An unwritable file closed.

CREATE

A file was created.

DELETE

A file was deleted.

MODIFY

A file was modified.

MOVED_FROM

A file was moved into a monitored directory.

MOVED_TO

A file was moved out from a monitored directory.

OPEN

A file was opened.

BSD

When compiled on BSD systems (including Darwin), direvent uses kqueue(2). This interface needs an open file handle for each file in a monitored directory, which means that the number of watchers is limited by the maximum number of open files. Use ulimit -n NUM to raise it to a higher number.

Since it operates on files, kqueue does not provide direct support for the create generic event. Direvent works over this disadvantage by keeping track of the contents of each monitored directory and rescanning it each time a WRITE system event is reported for it. It then generates the open event for each file that appeared after the last scan. Such a rescan can consume considerable time if a directory has a very large number of files in it.
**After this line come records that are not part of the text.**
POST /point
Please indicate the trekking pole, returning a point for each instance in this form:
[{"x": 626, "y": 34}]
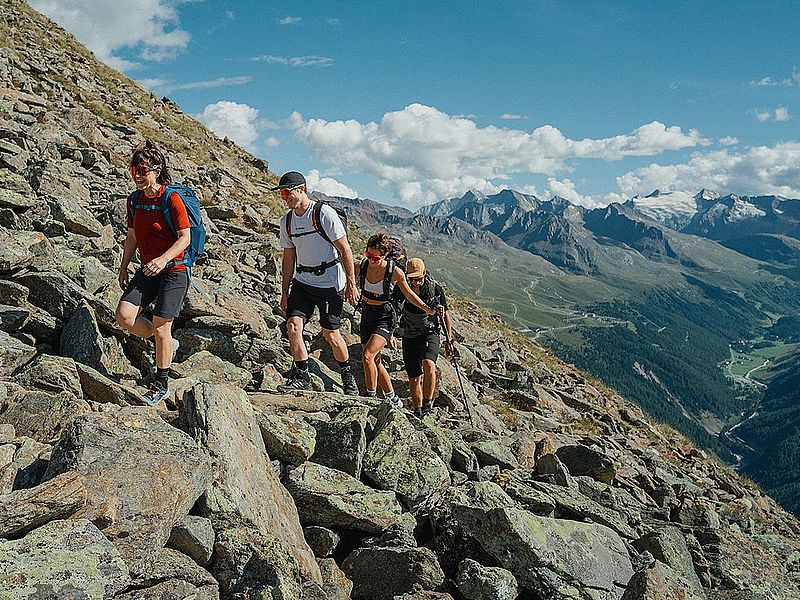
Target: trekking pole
[{"x": 449, "y": 343}]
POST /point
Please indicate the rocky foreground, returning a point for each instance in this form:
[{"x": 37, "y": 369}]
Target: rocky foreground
[{"x": 540, "y": 486}]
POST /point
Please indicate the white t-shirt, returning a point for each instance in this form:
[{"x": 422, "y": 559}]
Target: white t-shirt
[{"x": 312, "y": 249}]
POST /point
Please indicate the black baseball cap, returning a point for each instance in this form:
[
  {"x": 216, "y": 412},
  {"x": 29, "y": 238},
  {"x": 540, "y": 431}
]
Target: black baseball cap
[{"x": 290, "y": 179}]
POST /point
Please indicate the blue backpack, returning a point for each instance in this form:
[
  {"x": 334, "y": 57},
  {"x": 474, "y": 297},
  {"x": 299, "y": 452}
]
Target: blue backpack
[{"x": 196, "y": 247}]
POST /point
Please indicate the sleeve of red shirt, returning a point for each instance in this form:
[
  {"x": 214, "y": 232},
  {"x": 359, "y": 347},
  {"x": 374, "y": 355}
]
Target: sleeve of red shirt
[
  {"x": 178, "y": 210},
  {"x": 128, "y": 212}
]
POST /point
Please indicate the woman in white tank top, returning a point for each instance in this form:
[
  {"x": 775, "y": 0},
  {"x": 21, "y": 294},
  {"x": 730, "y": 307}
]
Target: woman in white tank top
[{"x": 378, "y": 276}]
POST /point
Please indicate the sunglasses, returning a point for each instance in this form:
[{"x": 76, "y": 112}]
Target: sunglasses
[
  {"x": 142, "y": 170},
  {"x": 286, "y": 191}
]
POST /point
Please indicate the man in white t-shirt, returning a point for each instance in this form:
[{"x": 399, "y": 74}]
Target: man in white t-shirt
[{"x": 317, "y": 273}]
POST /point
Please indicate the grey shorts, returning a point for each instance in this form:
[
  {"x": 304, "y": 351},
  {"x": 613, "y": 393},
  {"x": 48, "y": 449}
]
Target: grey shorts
[{"x": 167, "y": 289}]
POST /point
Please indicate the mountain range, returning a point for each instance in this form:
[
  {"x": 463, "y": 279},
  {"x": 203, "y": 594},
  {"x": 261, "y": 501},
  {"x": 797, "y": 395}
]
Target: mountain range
[{"x": 648, "y": 294}]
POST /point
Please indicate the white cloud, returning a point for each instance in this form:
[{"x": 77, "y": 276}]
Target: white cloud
[
  {"x": 423, "y": 154},
  {"x": 236, "y": 121},
  {"x": 150, "y": 27},
  {"x": 781, "y": 113},
  {"x": 295, "y": 61},
  {"x": 758, "y": 170},
  {"x": 328, "y": 185}
]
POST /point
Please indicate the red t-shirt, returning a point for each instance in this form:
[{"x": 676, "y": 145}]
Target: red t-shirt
[{"x": 153, "y": 235}]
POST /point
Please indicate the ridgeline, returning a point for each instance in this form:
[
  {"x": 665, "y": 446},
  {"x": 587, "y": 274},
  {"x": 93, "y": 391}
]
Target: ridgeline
[{"x": 556, "y": 488}]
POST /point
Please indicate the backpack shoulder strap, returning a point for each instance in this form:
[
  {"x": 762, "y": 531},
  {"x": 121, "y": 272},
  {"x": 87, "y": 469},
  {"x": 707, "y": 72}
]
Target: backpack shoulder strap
[
  {"x": 316, "y": 221},
  {"x": 289, "y": 223},
  {"x": 362, "y": 274}
]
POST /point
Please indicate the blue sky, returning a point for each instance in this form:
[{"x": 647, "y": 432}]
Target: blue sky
[{"x": 410, "y": 102}]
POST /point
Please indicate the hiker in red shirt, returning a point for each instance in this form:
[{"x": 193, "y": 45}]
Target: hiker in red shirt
[{"x": 158, "y": 279}]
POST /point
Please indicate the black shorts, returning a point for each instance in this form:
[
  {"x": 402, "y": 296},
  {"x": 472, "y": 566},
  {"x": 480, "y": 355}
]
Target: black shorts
[
  {"x": 304, "y": 298},
  {"x": 378, "y": 319},
  {"x": 416, "y": 349},
  {"x": 168, "y": 289}
]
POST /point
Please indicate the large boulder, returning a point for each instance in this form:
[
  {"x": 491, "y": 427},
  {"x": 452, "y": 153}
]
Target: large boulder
[
  {"x": 549, "y": 556},
  {"x": 341, "y": 442},
  {"x": 41, "y": 415},
  {"x": 400, "y": 458},
  {"x": 13, "y": 354},
  {"x": 142, "y": 476},
  {"x": 477, "y": 582},
  {"x": 659, "y": 582},
  {"x": 332, "y": 498},
  {"x": 382, "y": 573},
  {"x": 244, "y": 486},
  {"x": 62, "y": 559},
  {"x": 249, "y": 563}
]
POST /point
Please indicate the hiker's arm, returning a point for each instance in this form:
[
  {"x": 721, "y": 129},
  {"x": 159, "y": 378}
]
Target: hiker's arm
[
  {"x": 399, "y": 279},
  {"x": 128, "y": 250},
  {"x": 287, "y": 271},
  {"x": 159, "y": 263},
  {"x": 346, "y": 258}
]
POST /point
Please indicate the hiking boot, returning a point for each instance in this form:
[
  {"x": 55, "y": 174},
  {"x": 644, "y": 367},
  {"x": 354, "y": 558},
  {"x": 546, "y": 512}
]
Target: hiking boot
[
  {"x": 426, "y": 408},
  {"x": 296, "y": 380},
  {"x": 156, "y": 393},
  {"x": 349, "y": 383}
]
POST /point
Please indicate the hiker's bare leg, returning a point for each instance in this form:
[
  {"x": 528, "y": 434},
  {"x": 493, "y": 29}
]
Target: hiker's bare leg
[
  {"x": 369, "y": 354},
  {"x": 162, "y": 328},
  {"x": 415, "y": 387},
  {"x": 383, "y": 376},
  {"x": 129, "y": 316},
  {"x": 294, "y": 330},
  {"x": 428, "y": 378},
  {"x": 337, "y": 343}
]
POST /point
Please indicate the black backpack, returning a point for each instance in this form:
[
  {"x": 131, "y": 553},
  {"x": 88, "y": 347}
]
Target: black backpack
[
  {"x": 317, "y": 228},
  {"x": 315, "y": 221}
]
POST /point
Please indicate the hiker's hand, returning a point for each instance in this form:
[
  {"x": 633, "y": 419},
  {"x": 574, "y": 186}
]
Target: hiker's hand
[
  {"x": 351, "y": 293},
  {"x": 155, "y": 266},
  {"x": 123, "y": 279}
]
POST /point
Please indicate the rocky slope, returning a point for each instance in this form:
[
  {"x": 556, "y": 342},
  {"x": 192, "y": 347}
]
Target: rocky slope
[{"x": 534, "y": 483}]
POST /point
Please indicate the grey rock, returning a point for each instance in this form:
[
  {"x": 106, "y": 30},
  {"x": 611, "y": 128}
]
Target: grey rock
[
  {"x": 52, "y": 374},
  {"x": 142, "y": 476},
  {"x": 42, "y": 415},
  {"x": 252, "y": 564},
  {"x": 59, "y": 560},
  {"x": 335, "y": 583},
  {"x": 658, "y": 582},
  {"x": 244, "y": 486},
  {"x": 13, "y": 318},
  {"x": 550, "y": 555},
  {"x": 332, "y": 498},
  {"x": 321, "y": 540},
  {"x": 492, "y": 452},
  {"x": 400, "y": 458},
  {"x": 477, "y": 582},
  {"x": 668, "y": 546},
  {"x": 208, "y": 368},
  {"x": 288, "y": 439},
  {"x": 341, "y": 442},
  {"x": 13, "y": 354},
  {"x": 383, "y": 573},
  {"x": 581, "y": 460},
  {"x": 194, "y": 536}
]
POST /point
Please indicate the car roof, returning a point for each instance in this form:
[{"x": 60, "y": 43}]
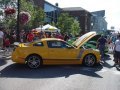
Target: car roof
[{"x": 51, "y": 39}]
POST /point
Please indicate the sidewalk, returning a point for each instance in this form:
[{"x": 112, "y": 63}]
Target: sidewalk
[{"x": 5, "y": 54}]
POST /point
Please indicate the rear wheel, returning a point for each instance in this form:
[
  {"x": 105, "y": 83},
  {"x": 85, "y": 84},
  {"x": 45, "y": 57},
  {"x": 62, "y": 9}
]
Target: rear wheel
[
  {"x": 34, "y": 61},
  {"x": 89, "y": 60}
]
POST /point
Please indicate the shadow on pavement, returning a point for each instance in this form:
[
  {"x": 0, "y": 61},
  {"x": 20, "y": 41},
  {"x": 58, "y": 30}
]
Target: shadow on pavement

The following system-dependent events are available:

DELETE

The unlink() system call was called on the monitored file.

WRITE

A write occurred on the file.

EXTEND

The file was extended.

ATTRIB

The file attributes have changed.

LINK

The link count on the file changed.

RENAME

The file was renamed.

REVOKE

Access to the file was revoked via revoke(2) or the underlying file system was unmounted.

Darwin

Essentially the same as BSD. The main difference compared to Linux and BSD is that on Darwin the watchers are set after disconnecting from the controlling terminal, because Darwin lacks the rfork(2) call and the event queue cannot be inherited by the child process.

EXIT CODE

0

Successful termination.

1

Command line usage error.

2

Another error occurred.

SEE ALSO

direvent.conf(5), inotify(7), kqueue(2).

AUTHORS

Sergey Poznyakoff

BUG REPORTS

Report bugs to <bug-direvent@gnu.org.ua>.

COPYRIGHT

Copyright © 2012, 2013 Sergey Poznyakoff
License GPLv3+: GNU GPL version 3 or later <http://gnu.org/licenses/gpl.html>
This is free software: you are free to change and redistribute it. There is NO WARRANTY, to the extent permitted by law.